Eve gittim anne yemeği yedim ve uyudum.
--
''Kerem sesini keser misin?''
''Bu etek çok kısa, hemen indir!''
''Sana çekmiyorum dedim. Boyu öyle.''
''O zaman yenisini al.''
Kerem'le bu saçma konuşmayı yaptığımıza inanamıyodum. Okul eteğime niye laf ediyodu ki. Okulda benden daha kısa giyen kızlar vardı.
''Bunu giymeye devam edicem.''
''Eğer bacaklarına bakıldığını görürsem çok fena olur.''
''Meraklı değiliz heralde bakmalarına.''
Biraz yaklaştı. Ne birazı be dibime girdi. Sonra da, ''Bu etekle seni depoya götürüp becermemek için kendimi zor tutuyorum.'' Diye fısıldadı. Ağzım o şeklini alırken güldü ve uzaklaştı. Gıcık! Hoşuma da gitti ama! Ne diyorum ben ya!

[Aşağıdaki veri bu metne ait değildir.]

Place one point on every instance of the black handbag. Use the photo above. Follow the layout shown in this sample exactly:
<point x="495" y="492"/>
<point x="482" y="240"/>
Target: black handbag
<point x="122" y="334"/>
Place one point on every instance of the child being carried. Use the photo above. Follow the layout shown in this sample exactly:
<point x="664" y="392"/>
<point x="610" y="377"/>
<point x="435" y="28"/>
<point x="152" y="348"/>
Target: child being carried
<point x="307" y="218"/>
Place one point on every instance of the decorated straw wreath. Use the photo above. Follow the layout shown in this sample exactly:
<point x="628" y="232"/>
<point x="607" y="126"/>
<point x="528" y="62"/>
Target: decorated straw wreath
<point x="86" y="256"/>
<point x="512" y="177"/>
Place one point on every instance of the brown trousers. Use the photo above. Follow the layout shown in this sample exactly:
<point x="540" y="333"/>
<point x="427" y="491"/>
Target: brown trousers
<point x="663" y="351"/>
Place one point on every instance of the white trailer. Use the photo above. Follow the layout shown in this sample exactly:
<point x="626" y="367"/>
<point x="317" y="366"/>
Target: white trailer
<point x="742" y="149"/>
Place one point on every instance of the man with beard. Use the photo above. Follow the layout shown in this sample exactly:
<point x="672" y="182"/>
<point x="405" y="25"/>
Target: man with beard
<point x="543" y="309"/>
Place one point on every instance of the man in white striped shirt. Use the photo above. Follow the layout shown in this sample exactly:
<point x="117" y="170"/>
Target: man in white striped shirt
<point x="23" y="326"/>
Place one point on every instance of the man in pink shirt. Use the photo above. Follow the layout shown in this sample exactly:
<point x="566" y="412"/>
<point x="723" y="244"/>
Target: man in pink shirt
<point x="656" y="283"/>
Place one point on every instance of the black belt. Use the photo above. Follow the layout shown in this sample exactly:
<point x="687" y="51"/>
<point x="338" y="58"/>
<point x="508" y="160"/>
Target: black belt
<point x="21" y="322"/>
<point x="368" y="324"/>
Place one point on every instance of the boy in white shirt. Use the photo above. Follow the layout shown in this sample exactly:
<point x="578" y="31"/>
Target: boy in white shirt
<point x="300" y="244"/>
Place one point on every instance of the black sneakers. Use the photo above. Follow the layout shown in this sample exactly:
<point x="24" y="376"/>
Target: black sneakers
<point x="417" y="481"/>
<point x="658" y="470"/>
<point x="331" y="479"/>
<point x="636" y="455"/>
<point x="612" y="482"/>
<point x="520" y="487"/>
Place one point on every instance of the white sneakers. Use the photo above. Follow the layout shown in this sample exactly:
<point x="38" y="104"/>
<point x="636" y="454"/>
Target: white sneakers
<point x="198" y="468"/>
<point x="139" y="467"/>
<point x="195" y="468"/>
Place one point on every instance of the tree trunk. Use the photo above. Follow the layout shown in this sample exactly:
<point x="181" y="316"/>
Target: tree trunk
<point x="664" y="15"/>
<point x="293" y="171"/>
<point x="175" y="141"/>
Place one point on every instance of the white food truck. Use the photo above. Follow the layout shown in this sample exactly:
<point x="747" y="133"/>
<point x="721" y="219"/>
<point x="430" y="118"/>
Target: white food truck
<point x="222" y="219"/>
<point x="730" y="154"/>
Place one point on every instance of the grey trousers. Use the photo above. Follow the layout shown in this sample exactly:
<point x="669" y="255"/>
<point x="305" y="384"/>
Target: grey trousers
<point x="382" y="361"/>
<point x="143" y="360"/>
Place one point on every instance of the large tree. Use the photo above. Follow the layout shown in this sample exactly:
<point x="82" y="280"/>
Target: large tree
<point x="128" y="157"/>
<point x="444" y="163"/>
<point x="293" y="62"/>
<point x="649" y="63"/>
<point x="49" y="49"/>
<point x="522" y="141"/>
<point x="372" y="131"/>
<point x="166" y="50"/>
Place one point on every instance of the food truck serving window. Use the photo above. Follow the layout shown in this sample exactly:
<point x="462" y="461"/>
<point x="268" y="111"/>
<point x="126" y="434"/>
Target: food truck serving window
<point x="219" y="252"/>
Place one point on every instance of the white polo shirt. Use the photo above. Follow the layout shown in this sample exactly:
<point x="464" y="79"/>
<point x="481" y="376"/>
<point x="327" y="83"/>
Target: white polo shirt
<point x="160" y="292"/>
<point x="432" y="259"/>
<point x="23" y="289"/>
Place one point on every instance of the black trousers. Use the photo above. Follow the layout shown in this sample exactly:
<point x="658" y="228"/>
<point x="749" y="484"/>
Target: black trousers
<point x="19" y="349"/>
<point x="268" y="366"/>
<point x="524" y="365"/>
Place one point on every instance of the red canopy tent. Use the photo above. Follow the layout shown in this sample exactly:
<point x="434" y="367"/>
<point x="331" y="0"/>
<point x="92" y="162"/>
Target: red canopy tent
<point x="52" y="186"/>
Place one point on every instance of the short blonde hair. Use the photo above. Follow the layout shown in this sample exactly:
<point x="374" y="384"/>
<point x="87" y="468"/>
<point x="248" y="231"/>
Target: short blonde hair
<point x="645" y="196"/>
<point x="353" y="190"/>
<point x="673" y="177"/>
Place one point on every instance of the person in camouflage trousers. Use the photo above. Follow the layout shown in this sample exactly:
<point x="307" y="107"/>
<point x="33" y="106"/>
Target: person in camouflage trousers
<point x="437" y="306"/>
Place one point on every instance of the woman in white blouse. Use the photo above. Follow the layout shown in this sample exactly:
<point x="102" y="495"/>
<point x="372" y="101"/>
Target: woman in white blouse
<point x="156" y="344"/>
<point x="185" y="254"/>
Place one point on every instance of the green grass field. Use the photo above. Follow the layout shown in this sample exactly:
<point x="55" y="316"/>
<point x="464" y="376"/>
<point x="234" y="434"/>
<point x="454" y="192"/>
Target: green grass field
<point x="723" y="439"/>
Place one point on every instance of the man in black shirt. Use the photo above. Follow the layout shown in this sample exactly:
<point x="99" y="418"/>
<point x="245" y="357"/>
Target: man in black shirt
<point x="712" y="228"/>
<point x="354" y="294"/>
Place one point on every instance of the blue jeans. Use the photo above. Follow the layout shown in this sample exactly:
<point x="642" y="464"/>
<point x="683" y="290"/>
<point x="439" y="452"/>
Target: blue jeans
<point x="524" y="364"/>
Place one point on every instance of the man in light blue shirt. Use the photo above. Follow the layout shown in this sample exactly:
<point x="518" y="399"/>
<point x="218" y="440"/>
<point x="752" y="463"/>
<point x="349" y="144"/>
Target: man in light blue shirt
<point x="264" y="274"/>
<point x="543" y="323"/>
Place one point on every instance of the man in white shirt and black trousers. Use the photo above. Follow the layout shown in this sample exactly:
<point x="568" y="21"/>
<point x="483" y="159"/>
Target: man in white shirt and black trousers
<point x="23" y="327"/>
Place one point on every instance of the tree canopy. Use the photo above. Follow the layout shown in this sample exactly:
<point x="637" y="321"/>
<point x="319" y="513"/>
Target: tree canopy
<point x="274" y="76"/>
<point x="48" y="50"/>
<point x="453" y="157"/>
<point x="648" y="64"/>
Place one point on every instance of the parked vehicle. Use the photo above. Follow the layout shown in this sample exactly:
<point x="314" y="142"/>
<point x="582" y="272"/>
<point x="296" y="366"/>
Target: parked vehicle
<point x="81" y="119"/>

Tam o sırada kantine giren Selin'i ve çakma kızıl kafa bi kızı gördüm. Benim masama yaklaşırlarken gözlerimi devirdim. Hep beni bulur zaten.

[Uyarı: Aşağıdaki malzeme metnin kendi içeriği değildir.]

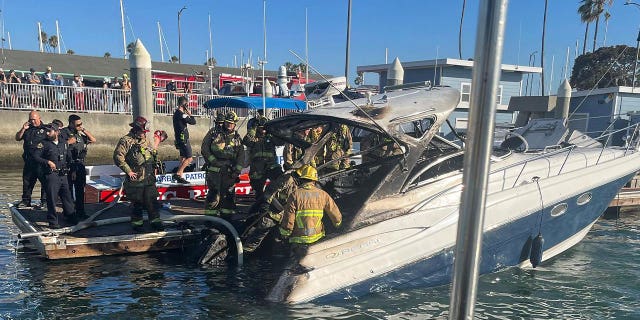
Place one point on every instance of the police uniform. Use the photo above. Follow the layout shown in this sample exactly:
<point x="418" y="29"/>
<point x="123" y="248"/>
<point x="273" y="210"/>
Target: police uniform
<point x="32" y="170"/>
<point x="302" y="216"/>
<point x="222" y="153"/>
<point x="135" y="154"/>
<point x="180" y="122"/>
<point x="77" y="171"/>
<point x="262" y="157"/>
<point x="56" y="180"/>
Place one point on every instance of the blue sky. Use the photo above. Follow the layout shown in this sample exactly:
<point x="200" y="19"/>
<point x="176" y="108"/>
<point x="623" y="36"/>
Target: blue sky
<point x="410" y="29"/>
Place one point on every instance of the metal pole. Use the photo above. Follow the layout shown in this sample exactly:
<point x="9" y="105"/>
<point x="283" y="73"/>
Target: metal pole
<point x="635" y="65"/>
<point x="124" y="36"/>
<point x="482" y="109"/>
<point x="346" y="64"/>
<point x="180" y="36"/>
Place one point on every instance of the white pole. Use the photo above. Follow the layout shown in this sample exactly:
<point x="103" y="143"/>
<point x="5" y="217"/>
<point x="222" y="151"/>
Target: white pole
<point x="210" y="40"/>
<point x="40" y="37"/>
<point x="124" y="36"/>
<point x="306" y="46"/>
<point x="58" y="35"/>
<point x="553" y="58"/>
<point x="264" y="32"/>
<point x="160" y="40"/>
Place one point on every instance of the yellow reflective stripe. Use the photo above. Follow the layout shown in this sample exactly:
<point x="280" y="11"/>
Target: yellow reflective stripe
<point x="285" y="232"/>
<point x="307" y="239"/>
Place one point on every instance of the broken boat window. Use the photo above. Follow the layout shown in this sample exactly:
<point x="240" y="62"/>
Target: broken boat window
<point x="417" y="128"/>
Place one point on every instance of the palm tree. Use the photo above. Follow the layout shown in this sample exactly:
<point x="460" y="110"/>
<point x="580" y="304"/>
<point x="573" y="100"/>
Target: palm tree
<point x="586" y="15"/>
<point x="53" y="42"/>
<point x="464" y="3"/>
<point x="130" y="46"/>
<point x="544" y="29"/>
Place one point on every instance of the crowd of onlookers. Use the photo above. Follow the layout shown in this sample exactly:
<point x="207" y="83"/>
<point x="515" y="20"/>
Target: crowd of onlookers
<point x="51" y="91"/>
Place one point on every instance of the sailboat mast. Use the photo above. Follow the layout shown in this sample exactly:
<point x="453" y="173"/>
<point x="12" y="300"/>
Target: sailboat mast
<point x="485" y="78"/>
<point x="58" y="35"/>
<point x="124" y="36"/>
<point x="346" y="64"/>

İzin almadan oturdular. ''Hayırdır?'' Dediğimde tabii ki de ''Hayır, Hayır Hacı dayı.'' Demediler.
''Deniz'le aranız nasıl?'' Adam oldun benimle mi oynuyon lan sen Bitch Selin.
Bişey demeden boş boş bakmaya devam edince kızıl kafa, ''Kötü olduğunu duyduk.'' Dedi. Ben yine konuşayınca Selin sinirlendi ve, ''Çocuk gibi cevap vermiyecek misin?'' Dedi.
Yapmacık bir gülümsemeyle,''Ha? Siz burdamıydınız ya?'' Dedim ve ayağa kalktım. ''Konuşma işini başka zaman yaparız. İşim var.'' Ve kantinden çıktım. Çıkarken kendi kendime gülüyordum. Hem Kerem beni kıskanıyordu hem de Selin'leri sinir etmiştim. Bingo!
Çağrı'ya rastladığımda yine hayvan gibi test çözdüğünü gördüm. E çocuk hakkaten çalışıyodu yani.
''Oo başkan test çözüyoruz yine.'' Dedim ve merdivenlere yanına oturdum.
''Hı hı.''
''Yeter be bırak artık testi. Kaç gündür doğru düzgük konuşamıyoz.'' Dedim ve, ''Deniz'in başına gelenleri biliyor musun?'' Diye fısıladım.
''Evet. Selin'le konuşmak istedim ama haliyle gösterir diye izin vermedi Deniz.''
''Bi fikrim var!'' Diye neşeyle fısıldadım.
Çağrı,''Yine aklından ne geçiyo acaba badgirl seni?!'' Dedi ve gülmeye başladık.
Biraz ekşın fena olmaz. Selin bu yaptıklarını çok fena ödiycek.